Dies wird in June’s weiterverfolgt Kurzgeschichte As You Are weiter, in der Baptiste und Pharah über ihre zwischenmenschlichen Beziehungen zu anderen Mitgliedern des Overwatch-Teams nachdenken. In der vielleicht eindeutigsten Bestätigung der Vergangenheit, Gegenwart und Zukunft von Overwatch fragt Baptiste verlegen Fareeha, ob zwischen ihr und dem charmanten Cowboy Cassidy etwas läuft. Sie lacht darüber und sagt Baptiste, dass er wie ein Bruder für sie ist und bemerkt: „Außerdem bin ich lesbisch.“

Es ist schwierig, queere Freude authentisch darzustellen, aber Blizzard schafft es hier absolut. Baptiste zeigt sich dankbar dafür, dass Fareeha ihm genug vertraut, um so offen über ihre Identität zu sprechen, und ist gleichzeitig beruhigt zu wissen, dass Queerness etwas ist, das die beiden teilen.

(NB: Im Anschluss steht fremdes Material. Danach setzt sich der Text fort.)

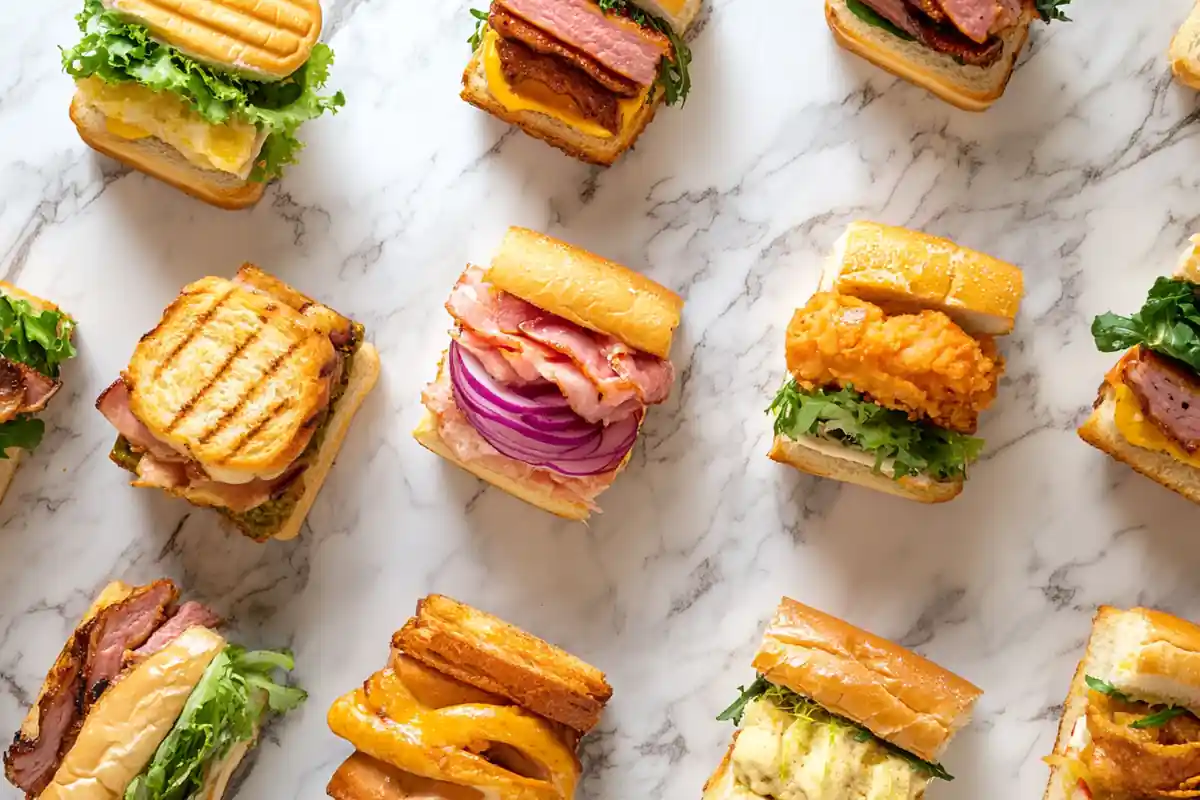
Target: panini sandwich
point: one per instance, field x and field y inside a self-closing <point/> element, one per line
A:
<point x="240" y="398"/>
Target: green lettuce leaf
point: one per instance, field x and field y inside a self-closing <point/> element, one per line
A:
<point x="117" y="52"/>
<point x="847" y="417"/>
<point x="225" y="708"/>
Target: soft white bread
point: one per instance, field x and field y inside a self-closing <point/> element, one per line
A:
<point x="160" y="160"/>
<point x="897" y="695"/>
<point x="904" y="271"/>
<point x="843" y="463"/>
<point x="131" y="719"/>
<point x="972" y="89"/>
<point x="587" y="289"/>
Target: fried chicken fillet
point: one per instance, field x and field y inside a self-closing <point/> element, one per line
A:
<point x="922" y="364"/>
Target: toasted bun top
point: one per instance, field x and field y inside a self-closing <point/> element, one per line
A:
<point x="232" y="378"/>
<point x="905" y="270"/>
<point x="129" y="722"/>
<point x="586" y="289"/>
<point x="895" y="693"/>
<point x="265" y="40"/>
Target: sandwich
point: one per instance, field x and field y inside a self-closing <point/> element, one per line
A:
<point x="145" y="702"/>
<point x="961" y="50"/>
<point x="555" y="356"/>
<point x="240" y="398"/>
<point x="583" y="76"/>
<point x="892" y="361"/>
<point x="35" y="340"/>
<point x="1146" y="411"/>
<point x="1129" y="728"/>
<point x="467" y="708"/>
<point x="208" y="96"/>
<point x="838" y="713"/>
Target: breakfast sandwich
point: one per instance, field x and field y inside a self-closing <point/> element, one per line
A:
<point x="207" y="95"/>
<point x="468" y="708"/>
<point x="35" y="340"/>
<point x="555" y="358"/>
<point x="1129" y="728"/>
<point x="893" y="360"/>
<point x="583" y="76"/>
<point x="240" y="398"/>
<point x="961" y="50"/>
<point x="839" y="713"/>
<point x="147" y="701"/>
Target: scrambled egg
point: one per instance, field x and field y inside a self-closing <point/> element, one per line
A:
<point x="786" y="757"/>
<point x="136" y="112"/>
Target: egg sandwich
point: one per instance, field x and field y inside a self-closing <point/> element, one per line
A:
<point x="583" y="76"/>
<point x="1129" y="727"/>
<point x="207" y="96"/>
<point x="555" y="359"/>
<point x="839" y="713"/>
<point x="145" y="701"/>
<point x="892" y="361"/>
<point x="240" y="398"/>
<point x="467" y="708"/>
<point x="961" y="50"/>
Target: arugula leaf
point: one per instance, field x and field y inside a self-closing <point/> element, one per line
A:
<point x="1168" y="324"/>
<point x="119" y="52"/>
<point x="849" y="417"/>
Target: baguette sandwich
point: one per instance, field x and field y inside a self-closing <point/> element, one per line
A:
<point x="240" y="400"/>
<point x="147" y="701"/>
<point x="556" y="355"/>
<point x="838" y="713"/>
<point x="583" y="76"/>
<point x="1146" y="411"/>
<point x="35" y="340"/>
<point x="892" y="361"/>
<point x="205" y="96"/>
<point x="1129" y="728"/>
<point x="961" y="50"/>
<point x="468" y="708"/>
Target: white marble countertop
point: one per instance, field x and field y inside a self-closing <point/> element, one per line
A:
<point x="1084" y="174"/>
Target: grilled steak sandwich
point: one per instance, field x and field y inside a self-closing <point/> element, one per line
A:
<point x="468" y="707"/>
<point x="240" y="398"/>
<point x="145" y="702"/>
<point x="961" y="50"/>
<point x="205" y="95"/>
<point x="585" y="76"/>
<point x="838" y="714"/>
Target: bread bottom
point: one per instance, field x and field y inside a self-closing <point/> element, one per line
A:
<point x="972" y="89"/>
<point x="804" y="457"/>
<point x="160" y="160"/>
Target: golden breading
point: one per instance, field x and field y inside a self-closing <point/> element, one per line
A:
<point x="919" y="364"/>
<point x="233" y="378"/>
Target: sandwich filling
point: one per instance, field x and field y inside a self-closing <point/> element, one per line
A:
<point x="215" y="119"/>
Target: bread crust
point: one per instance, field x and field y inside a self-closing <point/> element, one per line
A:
<point x="163" y="162"/>
<point x="935" y="72"/>
<point x="495" y="656"/>
<point x="897" y="695"/>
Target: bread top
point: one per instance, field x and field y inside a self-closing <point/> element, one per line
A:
<point x="893" y="692"/>
<point x="586" y="289"/>
<point x="904" y="270"/>
<point x="264" y="40"/>
<point x="489" y="654"/>
<point x="233" y="378"/>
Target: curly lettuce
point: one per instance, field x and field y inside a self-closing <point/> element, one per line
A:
<point x="117" y="50"/>
<point x="889" y="435"/>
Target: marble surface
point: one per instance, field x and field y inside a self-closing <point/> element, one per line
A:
<point x="1083" y="174"/>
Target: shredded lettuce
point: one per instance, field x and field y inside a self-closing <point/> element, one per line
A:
<point x="226" y="707"/>
<point x="117" y="50"/>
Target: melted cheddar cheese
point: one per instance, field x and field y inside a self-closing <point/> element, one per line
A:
<point x="514" y="102"/>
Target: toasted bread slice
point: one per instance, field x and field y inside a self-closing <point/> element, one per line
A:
<point x="487" y="653"/>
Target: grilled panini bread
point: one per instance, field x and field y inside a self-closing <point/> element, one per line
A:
<point x="970" y="88"/>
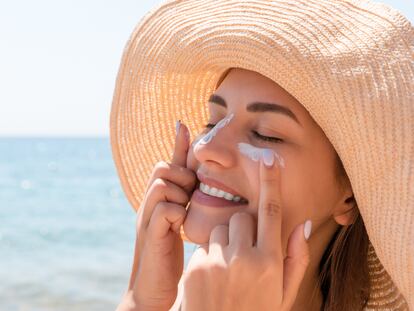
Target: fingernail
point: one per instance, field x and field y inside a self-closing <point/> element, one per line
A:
<point x="280" y="160"/>
<point x="177" y="127"/>
<point x="268" y="157"/>
<point x="307" y="229"/>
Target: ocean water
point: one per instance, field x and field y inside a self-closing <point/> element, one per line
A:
<point x="67" y="232"/>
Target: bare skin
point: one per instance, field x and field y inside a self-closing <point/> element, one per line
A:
<point x="307" y="188"/>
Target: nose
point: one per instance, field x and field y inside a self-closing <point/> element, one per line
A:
<point x="216" y="148"/>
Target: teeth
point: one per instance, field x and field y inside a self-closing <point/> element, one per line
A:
<point x="219" y="193"/>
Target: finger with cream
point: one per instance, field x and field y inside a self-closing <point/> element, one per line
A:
<point x="255" y="153"/>
<point x="202" y="140"/>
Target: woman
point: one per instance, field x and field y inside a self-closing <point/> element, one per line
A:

Wenn zwei queere Menschen so zusammenpassen, verändert der inhärente Gedanke der gegenseitigen Sicherheit und des Vertrauens die Beziehung zum Besseren; es ist eine schöne Überraschung zu sehen, dass eine Overwatch-Kurzgeschichte einen Moment enthalten kann, der so sorgfältig und liebevoll für die queere Community geschrieben wurde.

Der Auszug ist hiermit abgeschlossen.